Godard
Godard: A Portrait of the Artist at Seventy by Colin MacCabe Farrar, Straus and Giroux, 2004 456 pp. $25 |
The history of contemporary film began in a bathtub. Not with the grainy short films of D.W. Griffith, the stark black-and-white epics of Sergei Eisenstein, or the choppy comedies of Chaplin, though there is historical merit to prizing these technological achievements as the worn celluloid heralds of a new art form. But from the perspective of a different sort of history, one which traces the history of film as the emergence of a new way of creating and participating in culture, we need look no further than the visionary hobbies of the first film buffs. Here is where film as we know it today really began—in the Parisian bathtub of Henri Langlois.
In 1936, Langlois established the Cinémateque, a theater designed simply to be a place where people could experience important moments in the history of film. The introduction of sound on film in 1929 had posed a major setback for the acceptance of film as an art. While the mass audience quickly welcomed the "talkies," most of the intellectuals and aesthetes who had begun to rally around this new visual art regarded the advent of sound film as a commercial corruption that fundamentally perverted the medium.
And what happened to all those reels from the golden age of silent film? Theaters had no use for them. Many were recycled for their silver content. But Langlois managed to lovingly salvage a goodly number. They ended up in his bathtub, the only space he had to store them.

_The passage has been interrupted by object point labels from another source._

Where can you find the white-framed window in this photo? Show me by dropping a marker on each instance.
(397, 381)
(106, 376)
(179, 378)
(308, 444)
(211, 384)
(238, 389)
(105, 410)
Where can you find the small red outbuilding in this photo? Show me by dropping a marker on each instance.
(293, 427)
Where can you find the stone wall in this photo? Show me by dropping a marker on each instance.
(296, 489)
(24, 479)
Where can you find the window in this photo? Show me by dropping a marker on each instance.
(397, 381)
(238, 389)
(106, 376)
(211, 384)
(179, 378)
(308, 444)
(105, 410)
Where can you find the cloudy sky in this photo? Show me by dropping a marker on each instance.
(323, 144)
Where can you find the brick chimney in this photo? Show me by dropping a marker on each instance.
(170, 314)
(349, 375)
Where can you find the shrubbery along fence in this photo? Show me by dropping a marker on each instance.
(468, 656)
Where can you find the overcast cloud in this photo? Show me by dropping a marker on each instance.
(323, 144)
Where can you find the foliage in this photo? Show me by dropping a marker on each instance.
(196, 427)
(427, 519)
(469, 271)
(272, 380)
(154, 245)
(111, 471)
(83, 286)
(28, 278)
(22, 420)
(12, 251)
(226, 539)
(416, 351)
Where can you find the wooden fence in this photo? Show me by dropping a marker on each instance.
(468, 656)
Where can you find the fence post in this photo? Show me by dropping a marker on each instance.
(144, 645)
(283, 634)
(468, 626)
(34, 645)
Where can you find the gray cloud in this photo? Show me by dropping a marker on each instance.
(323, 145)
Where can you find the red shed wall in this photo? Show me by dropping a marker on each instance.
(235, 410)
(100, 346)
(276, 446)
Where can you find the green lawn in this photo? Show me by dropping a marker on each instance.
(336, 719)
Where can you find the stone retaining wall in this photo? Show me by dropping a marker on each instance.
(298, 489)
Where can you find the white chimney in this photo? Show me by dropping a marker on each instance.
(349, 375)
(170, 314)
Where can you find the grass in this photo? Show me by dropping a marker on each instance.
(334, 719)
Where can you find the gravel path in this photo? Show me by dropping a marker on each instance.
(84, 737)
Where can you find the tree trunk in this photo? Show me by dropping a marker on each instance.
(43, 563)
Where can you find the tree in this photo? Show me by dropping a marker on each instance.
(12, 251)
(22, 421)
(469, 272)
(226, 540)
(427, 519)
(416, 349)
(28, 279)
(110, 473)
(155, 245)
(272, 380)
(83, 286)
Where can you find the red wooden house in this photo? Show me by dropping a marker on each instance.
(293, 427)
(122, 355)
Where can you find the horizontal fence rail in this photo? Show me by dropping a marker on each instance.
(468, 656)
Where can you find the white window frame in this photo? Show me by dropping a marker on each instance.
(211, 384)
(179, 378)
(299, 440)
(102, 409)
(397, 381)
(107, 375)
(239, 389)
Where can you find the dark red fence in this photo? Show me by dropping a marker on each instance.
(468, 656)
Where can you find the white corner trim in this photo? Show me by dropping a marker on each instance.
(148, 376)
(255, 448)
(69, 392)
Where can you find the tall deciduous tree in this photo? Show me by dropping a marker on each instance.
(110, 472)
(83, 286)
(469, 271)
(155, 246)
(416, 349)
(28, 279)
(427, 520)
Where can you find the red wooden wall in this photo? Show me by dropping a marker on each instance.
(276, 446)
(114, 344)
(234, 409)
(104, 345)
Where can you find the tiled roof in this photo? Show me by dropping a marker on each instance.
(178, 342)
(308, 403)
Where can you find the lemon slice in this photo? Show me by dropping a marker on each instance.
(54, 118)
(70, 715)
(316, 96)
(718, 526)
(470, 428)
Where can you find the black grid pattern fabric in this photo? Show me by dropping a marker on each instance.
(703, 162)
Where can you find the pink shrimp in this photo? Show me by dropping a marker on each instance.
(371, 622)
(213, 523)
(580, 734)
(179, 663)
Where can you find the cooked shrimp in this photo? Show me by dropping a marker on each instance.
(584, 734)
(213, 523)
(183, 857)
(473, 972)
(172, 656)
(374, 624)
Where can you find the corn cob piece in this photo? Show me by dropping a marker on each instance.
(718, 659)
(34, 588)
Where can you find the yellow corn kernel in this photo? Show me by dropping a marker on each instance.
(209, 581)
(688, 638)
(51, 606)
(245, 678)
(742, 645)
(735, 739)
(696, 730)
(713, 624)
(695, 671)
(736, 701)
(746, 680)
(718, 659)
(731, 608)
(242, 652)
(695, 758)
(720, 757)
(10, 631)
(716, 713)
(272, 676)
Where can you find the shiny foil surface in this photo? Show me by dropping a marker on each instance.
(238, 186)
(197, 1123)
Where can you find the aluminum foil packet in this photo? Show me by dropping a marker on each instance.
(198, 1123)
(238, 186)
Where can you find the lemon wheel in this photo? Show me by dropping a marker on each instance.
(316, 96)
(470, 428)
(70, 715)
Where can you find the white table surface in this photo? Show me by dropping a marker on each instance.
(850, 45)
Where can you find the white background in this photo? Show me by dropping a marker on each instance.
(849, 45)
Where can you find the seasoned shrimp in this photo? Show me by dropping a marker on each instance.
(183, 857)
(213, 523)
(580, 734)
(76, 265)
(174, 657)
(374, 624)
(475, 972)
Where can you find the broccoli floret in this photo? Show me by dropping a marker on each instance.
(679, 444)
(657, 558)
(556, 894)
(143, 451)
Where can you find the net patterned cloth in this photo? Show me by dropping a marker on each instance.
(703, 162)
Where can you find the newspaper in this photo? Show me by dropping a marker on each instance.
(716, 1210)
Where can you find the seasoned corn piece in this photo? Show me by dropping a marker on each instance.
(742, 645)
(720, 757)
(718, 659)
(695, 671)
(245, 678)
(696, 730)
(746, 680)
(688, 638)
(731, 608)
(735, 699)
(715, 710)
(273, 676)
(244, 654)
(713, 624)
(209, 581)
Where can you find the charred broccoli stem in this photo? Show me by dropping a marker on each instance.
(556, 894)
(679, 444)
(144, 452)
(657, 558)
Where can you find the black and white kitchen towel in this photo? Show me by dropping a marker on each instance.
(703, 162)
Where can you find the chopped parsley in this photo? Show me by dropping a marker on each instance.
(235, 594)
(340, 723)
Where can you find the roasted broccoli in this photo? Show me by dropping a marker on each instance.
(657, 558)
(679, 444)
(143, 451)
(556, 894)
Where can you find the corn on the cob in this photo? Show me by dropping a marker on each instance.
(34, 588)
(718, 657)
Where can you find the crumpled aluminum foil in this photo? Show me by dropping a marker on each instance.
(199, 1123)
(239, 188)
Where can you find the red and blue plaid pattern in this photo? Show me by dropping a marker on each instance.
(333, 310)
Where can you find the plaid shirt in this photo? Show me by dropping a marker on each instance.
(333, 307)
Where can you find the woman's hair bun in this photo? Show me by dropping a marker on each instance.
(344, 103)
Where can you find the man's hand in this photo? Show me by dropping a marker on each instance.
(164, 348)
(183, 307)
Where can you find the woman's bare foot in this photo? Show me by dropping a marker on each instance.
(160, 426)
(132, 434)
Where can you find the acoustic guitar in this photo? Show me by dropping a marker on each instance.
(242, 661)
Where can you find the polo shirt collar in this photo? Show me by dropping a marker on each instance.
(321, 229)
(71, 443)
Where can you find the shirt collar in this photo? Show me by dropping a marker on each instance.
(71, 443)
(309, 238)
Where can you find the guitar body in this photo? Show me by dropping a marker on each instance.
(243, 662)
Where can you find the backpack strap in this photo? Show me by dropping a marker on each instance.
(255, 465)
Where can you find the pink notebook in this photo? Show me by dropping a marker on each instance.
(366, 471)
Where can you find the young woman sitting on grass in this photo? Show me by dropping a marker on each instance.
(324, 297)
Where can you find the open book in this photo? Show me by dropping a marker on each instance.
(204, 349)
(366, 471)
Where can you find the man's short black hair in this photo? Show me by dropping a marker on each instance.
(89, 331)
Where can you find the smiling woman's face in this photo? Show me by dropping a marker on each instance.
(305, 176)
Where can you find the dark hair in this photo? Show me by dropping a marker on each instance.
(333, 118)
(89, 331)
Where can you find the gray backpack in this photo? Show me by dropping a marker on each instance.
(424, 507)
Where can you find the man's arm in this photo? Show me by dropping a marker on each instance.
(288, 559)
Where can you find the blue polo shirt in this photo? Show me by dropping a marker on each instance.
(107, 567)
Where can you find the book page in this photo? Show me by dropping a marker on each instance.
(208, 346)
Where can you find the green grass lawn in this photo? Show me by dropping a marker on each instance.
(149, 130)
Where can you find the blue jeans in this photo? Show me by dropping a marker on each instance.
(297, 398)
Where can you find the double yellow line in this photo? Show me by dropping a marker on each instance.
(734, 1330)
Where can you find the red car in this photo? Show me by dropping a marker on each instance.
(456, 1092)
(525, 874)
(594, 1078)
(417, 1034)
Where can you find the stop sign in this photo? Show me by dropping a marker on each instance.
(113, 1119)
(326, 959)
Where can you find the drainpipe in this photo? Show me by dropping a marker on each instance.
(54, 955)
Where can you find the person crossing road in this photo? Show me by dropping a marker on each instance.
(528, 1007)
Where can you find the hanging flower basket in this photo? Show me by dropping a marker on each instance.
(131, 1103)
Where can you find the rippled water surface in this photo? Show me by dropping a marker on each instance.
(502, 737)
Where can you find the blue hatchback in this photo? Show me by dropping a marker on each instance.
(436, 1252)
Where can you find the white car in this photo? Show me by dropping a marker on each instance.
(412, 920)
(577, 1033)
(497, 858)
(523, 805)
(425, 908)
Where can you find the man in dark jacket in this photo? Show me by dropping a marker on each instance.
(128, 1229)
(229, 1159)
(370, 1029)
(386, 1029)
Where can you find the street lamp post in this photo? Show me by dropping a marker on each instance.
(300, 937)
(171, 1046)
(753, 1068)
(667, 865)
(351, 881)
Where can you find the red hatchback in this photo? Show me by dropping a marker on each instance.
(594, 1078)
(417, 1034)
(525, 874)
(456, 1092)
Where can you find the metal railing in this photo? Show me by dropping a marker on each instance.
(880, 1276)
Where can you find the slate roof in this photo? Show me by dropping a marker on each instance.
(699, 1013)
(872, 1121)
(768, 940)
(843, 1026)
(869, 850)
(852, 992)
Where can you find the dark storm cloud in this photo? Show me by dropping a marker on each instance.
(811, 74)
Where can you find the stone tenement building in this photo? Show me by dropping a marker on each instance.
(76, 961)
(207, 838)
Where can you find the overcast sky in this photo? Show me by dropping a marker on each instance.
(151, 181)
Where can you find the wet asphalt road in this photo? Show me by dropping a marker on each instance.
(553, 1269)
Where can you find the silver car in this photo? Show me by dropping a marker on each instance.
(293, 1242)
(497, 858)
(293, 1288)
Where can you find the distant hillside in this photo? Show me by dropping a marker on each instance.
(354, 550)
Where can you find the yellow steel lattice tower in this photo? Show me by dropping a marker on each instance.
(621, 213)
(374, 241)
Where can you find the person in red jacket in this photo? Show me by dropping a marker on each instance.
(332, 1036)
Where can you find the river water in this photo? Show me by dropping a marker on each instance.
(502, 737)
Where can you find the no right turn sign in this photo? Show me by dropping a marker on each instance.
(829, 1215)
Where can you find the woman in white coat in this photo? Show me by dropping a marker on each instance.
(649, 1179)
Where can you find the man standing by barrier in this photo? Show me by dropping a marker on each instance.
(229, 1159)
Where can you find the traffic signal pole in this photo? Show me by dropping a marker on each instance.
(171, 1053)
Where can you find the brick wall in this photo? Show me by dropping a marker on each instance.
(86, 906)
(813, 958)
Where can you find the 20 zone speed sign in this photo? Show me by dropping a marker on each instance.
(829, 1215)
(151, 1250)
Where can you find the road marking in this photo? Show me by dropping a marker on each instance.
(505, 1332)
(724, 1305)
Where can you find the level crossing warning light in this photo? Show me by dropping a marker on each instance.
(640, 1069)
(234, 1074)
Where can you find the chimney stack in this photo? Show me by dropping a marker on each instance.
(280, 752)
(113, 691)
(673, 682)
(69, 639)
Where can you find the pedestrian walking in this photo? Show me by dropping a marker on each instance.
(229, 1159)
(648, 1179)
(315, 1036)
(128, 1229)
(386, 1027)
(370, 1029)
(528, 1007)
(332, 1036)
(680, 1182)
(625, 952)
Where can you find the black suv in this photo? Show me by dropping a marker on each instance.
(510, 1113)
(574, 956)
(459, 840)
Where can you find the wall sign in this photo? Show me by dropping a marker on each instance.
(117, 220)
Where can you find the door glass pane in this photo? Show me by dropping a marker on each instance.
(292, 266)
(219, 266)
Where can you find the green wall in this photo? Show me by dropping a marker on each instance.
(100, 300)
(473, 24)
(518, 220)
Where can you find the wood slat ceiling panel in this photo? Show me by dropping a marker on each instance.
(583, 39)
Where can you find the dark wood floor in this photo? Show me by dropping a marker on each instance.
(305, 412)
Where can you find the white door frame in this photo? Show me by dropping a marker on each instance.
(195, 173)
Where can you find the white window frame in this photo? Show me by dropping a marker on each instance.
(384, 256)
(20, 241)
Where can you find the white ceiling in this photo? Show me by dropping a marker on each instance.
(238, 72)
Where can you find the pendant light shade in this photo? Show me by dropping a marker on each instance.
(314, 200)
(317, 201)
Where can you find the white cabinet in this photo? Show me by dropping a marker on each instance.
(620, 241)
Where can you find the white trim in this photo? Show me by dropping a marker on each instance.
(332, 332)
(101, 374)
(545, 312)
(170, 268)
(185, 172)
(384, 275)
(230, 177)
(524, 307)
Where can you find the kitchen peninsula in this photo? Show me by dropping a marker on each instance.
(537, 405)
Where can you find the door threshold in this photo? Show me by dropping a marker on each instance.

Out of this storehouse of treasures was born the Cinémateque and a new generation of film appreciation that influences us to this very day.
One of the ways in which this generation influences us is in the importance Langlois placed on the preservation and screening of classic film. (Preservation is not merely an issue for the early days of film history—it applies to the work of filmmakers like Antonioni and Tarkovsky.) Another, fortuitously related, is in the wave of directors and theorists it inspired to make and talk about films, electrified by the scratched and dusty images from the pop culture of a passing age. This sort of film history is the subject of Colin MacCabe's new look at the director Jean-Luc Godard. It is a history that is as much about biography as it is about technology. In Godard's life we see the convergence of film as a technology with the intense suspicion that marked post-World World II European philosophy, exploding in social movements leaping from the screen to real life and back again in a new sort of cultural dialogue.
MacCabe often eschews the theoretical and critical for the anecdotal. It is hard to understand Godard without establishing the cultural climate that informed his thinking, beginning with Langlois and extending through a myriad of journals and theaters that persist to this day. This is not just because the culture of film appreciation began to produce a new sort of artist and thinker, but because Godard himself has probably done more than anyone else to draw attention to this culture, to explore the confines of its rules, and to champion it as a higher order of artistic reflection. While he is the godfather of all video-store clerks turned directors, he is also the patron saint of theorists who explore film as the medium of the modern age, the herald of a new democracy in social criticism. "The way to criticize a film," Godard famously announced, "is to make another film."
In legend, everyone from James Joyce to André Breton attended screenings at Langlois' cinema clubs. One of these who would become famous much later was the young Jean-Luc Godard. And around this resurgence in appreciation of the cinema arose a number of journals that began to revive interest in film. The first of these, La Gazette du cinema, was the brainchild of schoolteacher turned filmmaker Eric Rohmer, who would go on to become a great director in his own right. Throw in a little of the disillusionment of Sartre, the increasing influence of the revolutionary anthropology of Claude Levi-Strauss, and the profoundly innovative film theory of André Bazin and you have Rohmer's next editorial venture, Cahiers du cinema.